Kids need moodling time, too.

However, it seems to me that kids these days aren't allowed much moodling. Oh, they get plenty of extracurricular enrichment -- which is a good thing, certainly. But too much of it can lead to stress, according to an article I read in Sunday's USA Weekend. Did you read it?

It was titled, "The Benefits of Boredom" by Ann Pleshette Murphy, and it pointed out that according to a recent poll by KidsHealth, 41% of children feel stressed most or all of the time because they have too much to do. But Ms. Pleshette Murphy went on to say that research also shows that enforcing boredom (a first cousin to moodling, you might say), or opportunities to daydream, produces brainwaves associated with creativity.

That shouldn't be news to anyone who grew up in the 60s...Most time I whined to my mom, "I'm bored," she gave me a list of things I could do -- clean my room, wash dishes, etc. -- and it was amazing how suddenly creative and not-bored I could be .

Anyway...according to this article, "when kids have a chance to sit with their thoughts -- not while playing a video game, watching TV or doing homework-- their brains benefit in ways that enhance other kinds of learning. And being able to calm yourself and de-stress can have lifelong health benefits."

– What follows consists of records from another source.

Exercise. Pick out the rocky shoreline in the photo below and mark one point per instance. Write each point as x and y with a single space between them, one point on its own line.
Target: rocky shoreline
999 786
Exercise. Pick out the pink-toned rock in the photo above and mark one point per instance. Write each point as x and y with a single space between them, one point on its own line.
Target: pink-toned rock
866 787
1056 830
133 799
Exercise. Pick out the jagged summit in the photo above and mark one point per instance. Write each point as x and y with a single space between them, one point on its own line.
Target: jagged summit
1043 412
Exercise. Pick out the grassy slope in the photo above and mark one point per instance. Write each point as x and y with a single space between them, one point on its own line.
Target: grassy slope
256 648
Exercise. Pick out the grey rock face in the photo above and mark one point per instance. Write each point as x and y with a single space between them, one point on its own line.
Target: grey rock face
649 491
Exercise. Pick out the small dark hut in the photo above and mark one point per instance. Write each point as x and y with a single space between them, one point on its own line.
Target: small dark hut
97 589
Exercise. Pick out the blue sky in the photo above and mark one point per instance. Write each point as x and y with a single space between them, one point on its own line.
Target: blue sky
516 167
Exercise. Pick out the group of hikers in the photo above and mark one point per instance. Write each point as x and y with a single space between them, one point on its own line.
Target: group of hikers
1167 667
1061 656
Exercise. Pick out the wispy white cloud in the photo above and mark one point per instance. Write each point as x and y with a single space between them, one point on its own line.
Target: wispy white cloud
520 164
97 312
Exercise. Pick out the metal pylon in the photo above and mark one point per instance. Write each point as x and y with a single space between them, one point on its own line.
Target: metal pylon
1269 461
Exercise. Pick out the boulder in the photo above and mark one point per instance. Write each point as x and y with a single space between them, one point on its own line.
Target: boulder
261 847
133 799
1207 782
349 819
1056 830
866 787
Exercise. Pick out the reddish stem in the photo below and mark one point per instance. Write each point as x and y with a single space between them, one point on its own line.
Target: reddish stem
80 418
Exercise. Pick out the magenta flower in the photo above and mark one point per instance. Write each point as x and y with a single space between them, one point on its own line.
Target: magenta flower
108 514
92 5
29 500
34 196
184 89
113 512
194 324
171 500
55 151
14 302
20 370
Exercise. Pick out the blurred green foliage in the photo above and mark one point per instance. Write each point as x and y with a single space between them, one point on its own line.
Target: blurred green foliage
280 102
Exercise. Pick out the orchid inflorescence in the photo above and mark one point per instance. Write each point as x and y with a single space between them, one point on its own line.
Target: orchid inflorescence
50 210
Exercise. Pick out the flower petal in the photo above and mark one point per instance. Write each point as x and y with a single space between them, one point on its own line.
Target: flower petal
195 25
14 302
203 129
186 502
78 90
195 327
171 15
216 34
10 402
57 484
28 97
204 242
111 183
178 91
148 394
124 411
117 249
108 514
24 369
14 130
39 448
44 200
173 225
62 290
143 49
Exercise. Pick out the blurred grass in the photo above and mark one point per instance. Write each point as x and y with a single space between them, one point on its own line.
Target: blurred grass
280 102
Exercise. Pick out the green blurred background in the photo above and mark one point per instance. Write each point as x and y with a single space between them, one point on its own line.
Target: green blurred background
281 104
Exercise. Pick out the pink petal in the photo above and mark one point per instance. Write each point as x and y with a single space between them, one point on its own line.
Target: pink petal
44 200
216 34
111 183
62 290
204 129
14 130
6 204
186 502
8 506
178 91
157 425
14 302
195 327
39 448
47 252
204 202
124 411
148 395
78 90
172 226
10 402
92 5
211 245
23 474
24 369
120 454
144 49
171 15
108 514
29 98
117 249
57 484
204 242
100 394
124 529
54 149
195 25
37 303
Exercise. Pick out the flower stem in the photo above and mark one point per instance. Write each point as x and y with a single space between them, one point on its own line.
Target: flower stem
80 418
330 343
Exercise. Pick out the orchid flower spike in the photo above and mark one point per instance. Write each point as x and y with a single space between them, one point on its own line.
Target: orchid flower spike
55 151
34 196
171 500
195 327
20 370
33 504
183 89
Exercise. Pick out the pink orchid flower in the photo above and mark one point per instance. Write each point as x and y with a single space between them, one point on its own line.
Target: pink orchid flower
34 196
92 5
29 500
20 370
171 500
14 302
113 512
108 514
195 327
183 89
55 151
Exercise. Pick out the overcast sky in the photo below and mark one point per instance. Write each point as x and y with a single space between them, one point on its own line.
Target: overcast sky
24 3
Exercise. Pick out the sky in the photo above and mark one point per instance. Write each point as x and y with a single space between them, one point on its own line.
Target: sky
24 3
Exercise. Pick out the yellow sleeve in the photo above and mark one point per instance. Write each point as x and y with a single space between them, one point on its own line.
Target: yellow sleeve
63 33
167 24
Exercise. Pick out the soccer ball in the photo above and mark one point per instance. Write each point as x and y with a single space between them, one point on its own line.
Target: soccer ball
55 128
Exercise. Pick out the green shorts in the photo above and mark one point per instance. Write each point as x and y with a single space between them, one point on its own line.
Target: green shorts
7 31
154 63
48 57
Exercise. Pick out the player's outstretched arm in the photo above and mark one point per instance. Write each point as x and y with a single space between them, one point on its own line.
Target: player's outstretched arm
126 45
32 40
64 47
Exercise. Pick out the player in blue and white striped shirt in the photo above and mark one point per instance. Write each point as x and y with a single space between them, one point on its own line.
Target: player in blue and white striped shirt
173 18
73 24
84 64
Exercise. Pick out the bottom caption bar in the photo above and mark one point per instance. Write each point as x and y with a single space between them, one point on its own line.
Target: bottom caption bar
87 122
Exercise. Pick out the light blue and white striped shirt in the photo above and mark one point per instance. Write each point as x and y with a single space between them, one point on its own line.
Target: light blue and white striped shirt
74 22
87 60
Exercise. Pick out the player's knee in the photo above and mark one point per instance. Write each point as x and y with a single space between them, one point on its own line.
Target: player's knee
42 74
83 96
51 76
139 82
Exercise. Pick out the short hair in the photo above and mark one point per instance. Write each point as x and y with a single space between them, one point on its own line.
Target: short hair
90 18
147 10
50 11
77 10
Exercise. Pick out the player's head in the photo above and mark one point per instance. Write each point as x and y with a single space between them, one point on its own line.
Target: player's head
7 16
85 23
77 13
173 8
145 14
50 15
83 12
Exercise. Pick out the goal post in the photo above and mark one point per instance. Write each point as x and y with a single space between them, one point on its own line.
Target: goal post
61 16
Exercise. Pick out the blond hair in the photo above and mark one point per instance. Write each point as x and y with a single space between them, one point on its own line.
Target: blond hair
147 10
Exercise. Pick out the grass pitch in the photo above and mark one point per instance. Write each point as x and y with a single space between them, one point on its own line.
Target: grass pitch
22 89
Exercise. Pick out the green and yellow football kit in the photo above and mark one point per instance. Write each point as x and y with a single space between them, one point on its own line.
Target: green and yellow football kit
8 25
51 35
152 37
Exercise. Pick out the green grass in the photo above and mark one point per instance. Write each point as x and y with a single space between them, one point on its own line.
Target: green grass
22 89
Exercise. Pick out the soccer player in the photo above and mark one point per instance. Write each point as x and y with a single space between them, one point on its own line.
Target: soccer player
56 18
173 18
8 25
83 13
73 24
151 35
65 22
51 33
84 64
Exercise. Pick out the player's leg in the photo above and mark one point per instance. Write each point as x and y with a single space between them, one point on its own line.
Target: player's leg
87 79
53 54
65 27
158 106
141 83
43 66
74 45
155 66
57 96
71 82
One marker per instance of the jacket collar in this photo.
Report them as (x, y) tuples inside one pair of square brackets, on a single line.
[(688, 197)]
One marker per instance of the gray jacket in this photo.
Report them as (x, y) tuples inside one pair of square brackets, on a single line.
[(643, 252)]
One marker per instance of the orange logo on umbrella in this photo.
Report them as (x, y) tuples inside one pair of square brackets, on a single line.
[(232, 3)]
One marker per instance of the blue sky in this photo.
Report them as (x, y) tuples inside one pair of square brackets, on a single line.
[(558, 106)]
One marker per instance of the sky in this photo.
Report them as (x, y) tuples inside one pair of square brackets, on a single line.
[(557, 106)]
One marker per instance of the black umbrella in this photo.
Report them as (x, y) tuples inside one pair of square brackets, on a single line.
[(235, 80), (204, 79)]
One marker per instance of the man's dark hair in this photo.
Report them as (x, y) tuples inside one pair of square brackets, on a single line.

In other words, before we schedule another dance/guitar/piano/tumbling lesson on our kids' off days from volleyball/football/cross country practice, or that weekend "select" sport tournament, maybe we just ought to pencil in a new routine called NOTHING.

Yup. You heard me. ABSOLUTELY NOTHING.

I can hear the parental gasps, moans, and general gnashing of teeth as I type...but I think the idea might hold some value.

Call it moodling. Call it boredom. Call it just plain old-fashioned downtime.

Everybody needs it.

So, take it or leave it, Ms. Pleshette Murphy advises the following:
  • Make downtime a scheduled family activity.
  • Enhance, don't engineer. In other words, don't rush to fill the void when children say, "There's nothing to do". You could repeat my mother's other favorite "I'm bored" retort, "Spit in your shoe and send a letter to Kalamazoo." But like that other 60s humorous parental directive (my father's favorite) "Go play in traffic", I really don't recommend it.
  • Limit TV and computer use. Ouch. That's a tough one. But hey, if we made it through our childhoods having to generate our own fun without staring at a screen , our kids really can do the same. Unless, of course, a child's mother is addicted to blogging, which then requires yet another 60s' parental command, "Do as I say, not as I do."
Well, as another Labor Day weekend winds down and I sink slowly into a relaxing, hot bubble bath , surrounded by aromatherapy candles and calmed by Barry Manilow's Greatest Hits playing ever so softly in the background, I want to wish you and your kids many long, boring hours of inefficient idling.

Let the creative juices flow!

(NOTE: I posted this same article on my other blog...I was too busy moodling to be creative twice on one Labor Day...forgive me?)